To reconstruct the Vespers service of 1744 Markstrom has therefore decided to add to the surviving scores of 1744 earlier compositions dating from the composer's Neapolitan period, such as an undated Dixit Dominus and the 1741 Magnificat. Both scores, preserved today in separate parts at the San Pietro a Majella Library in Naples, were probably composed for students of the Conservatorio di Santa Maria di Loreto, where Porpora had previously taught. They are indeed scores for mixed choir (SATB). For these, Markstrom has transposed the male parts so as to adapt them to the tessitura of the female choir (SSAA). This adaptation would be a permissible licence, since similar processes have been found in other autograph sources by Porpora.

However, I am unconvinced regarding the Laudate Pueri chosen to be included in the edition. Markstrom selected this piece according to different criteria than that which he used to select the Magnificat and Dixit Dominus. Porpora wrote the 1742 Laudate Pueri for four mixed voices, while the two versions from 1745 were written for a female choir. Since the two compositions of 1745 would not require transposition, Markstrom decided to opt for the setting of June 1745. However, this is probably not the version actually performed at the Ospedaletto in 1744.

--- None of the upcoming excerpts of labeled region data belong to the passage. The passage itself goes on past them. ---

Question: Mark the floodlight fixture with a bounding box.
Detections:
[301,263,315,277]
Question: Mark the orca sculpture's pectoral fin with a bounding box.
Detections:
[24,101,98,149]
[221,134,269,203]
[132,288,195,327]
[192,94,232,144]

Markstrom's detective work has certainly produced a plausible reconstruction, though some doubts remain about the reconstruction's historical completeness. If the editor's intent was to recreate the musical apparatus of the Vespers for the Feast of the Assumption as it would have sounded at the Ospedaletto on 15 August 1744, it might have made more sense to include everything that was actually performed then according to the musicological research that has been conducted: the Neapolitan sources of the Dixit and Magnificat, and the 1742 Laudate Pueri. The edition also contains an appendix showing the plainchant for the introductory responsory and the usual antiphons for Marian Vespers. However, given that the aim is to reconstruct the Vespers service, I would have found it more interesting to include the Gregorian antiphons, responses and versicles in their natural place: before (and after) the Psalms, within the same book, and not as an appendix, thereby faithfully presenting the liturgical pattern of a Marian solemnity and a musical apparatus that complies with the performance practices of the day. I consider the relationship between music and liturgy central to the ‘liturgical service’ edition that is specified in the volume subtitle, especially for the purposes of a performance which aims to present the full ritual of Vespers. Rather than a genuine reconstruction, it is, I think, a re-enactment. Beyond the methodologies and editorial choices made, this edition has the advantage of recreating the sound of institutions which enlivened the effervescent musical life of Venice while at the same time providing us with a valuable record of the high level of education attained by the choirgirls thanks to Porpora's teaching. Not least, Markstrom's work also has the merit of offering the opportunity to find in one place some of the most fascinating pages of Porpora's sacred works, too often sacrificed in favour of his operatic production, but to which the Neapolitan composer dedicated a significant part of his creative activity.